The Night Pastor program began because of Owen’s love of jazz: his friendships and collaborations with many of the musicians who played along Chicago’s Rush Street led him to suggest the idea. “When we stopped playing, the musicians would start telling me their troubles,” he told a Chicago Tribune reporter in 1965. “I began to see there was a real need for a ministry to the night people.”

Press coverage from the early days of the program suggests that his office, above a hamburger stand at Rush and Oak, was well trafficked by those seeking counsel long past business hours. The DeKalb Daily Chronicle: “Chicago Night Pastor Believes God Doesn’t Go to Bed at 10.” The Daily Herald: “Night, Loneliness, Jazz—The Life of Reverend Owen.” Wearing his clerical collar, Owen walked along dark sidewalks and dipped into bars to minister to people late into the night. However, ministry, as you might know, doesn’t pay particularly well, and so the Night Pastor program also depended on Owen’s music.

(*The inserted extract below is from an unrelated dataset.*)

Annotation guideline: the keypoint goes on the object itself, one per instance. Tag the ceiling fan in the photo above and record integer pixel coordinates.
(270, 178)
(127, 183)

Music to Lure Pigeons By is actually the second of two albums Owen made as part of a fundraising effort to continue his program—the proceeds helped him pay rent on his office and support his six children. The first, The Night Pastor and Seven Friends Play Chicago Jazz, is a little more religious in tone. It opens with Owen reading Psalm 150 over a jazz backing: “Praise him in the sound of the trumpet.”

“This is the way that some of my musician friends pray to God,” he would tell audiences as his band launched into one of their renditions of jazz standards.

From there, the press hits for Robert Owen slow down. He shows up in the society column every once in a while, talking about his work or raising money at a suburban church, wearing a suit and tie at a party. Then in 1970, six years after the Night Pastor program began, his obitu­ary appears in the Chicago Tribune, and a few days later a write-up of his funeral: “Rich, Poor, Militant, Meek Pay Tribute to Pastor Owen.” A few days after that there’s the lineup for the bene­fit concert for Owen’s family, put on by the jazz musicians he spent the last few years of his life ministering to, collaborating with, and living among.

The diocese appointed another priest to succeed Owen, but in 1977 the Night Pastor program was discontinued. Decades later you can still find little traces of Owen’s life and work online, posted by people who came across him in the same ways I did. One blog I visit occasionally is run by an enthusiast of midcentury album artwork, but the comments section is full of fond remembrances of Owen from his parishioners and one of his children. I learned that as a parish priest in the Chicago suburbs, Owen was apparently involved in the excavation of a mastodon found near Wheaton College, and he taught his acolytes how to fold crosses from palm leaves for Palm Sunday.

One of the ways I feel the closest to the religious life is by seeing the way others have lived it. I love a spiritual autobiography, the works of Thomas Merton or Simone Weil or Óscar Romero wrapping their minds, their hearts, their arms around the idea of God and others and what it might mean to live a life of service. In finding Music to Lure Pigeons By after digging around in the discount bin, I found not just a perfect example of album art but also a man who served his community in a way that honored who he was and what he loved. The Night Pastor’s story is one of joy in service—of someone who, in loving his community, found a way to make it better and brought his whole self along for the ride. 

Alejandra Oliva

Alejandra Oliva is an immigration advocate and author of Rivermouth: A Chronicle of Language, Faith and Migration.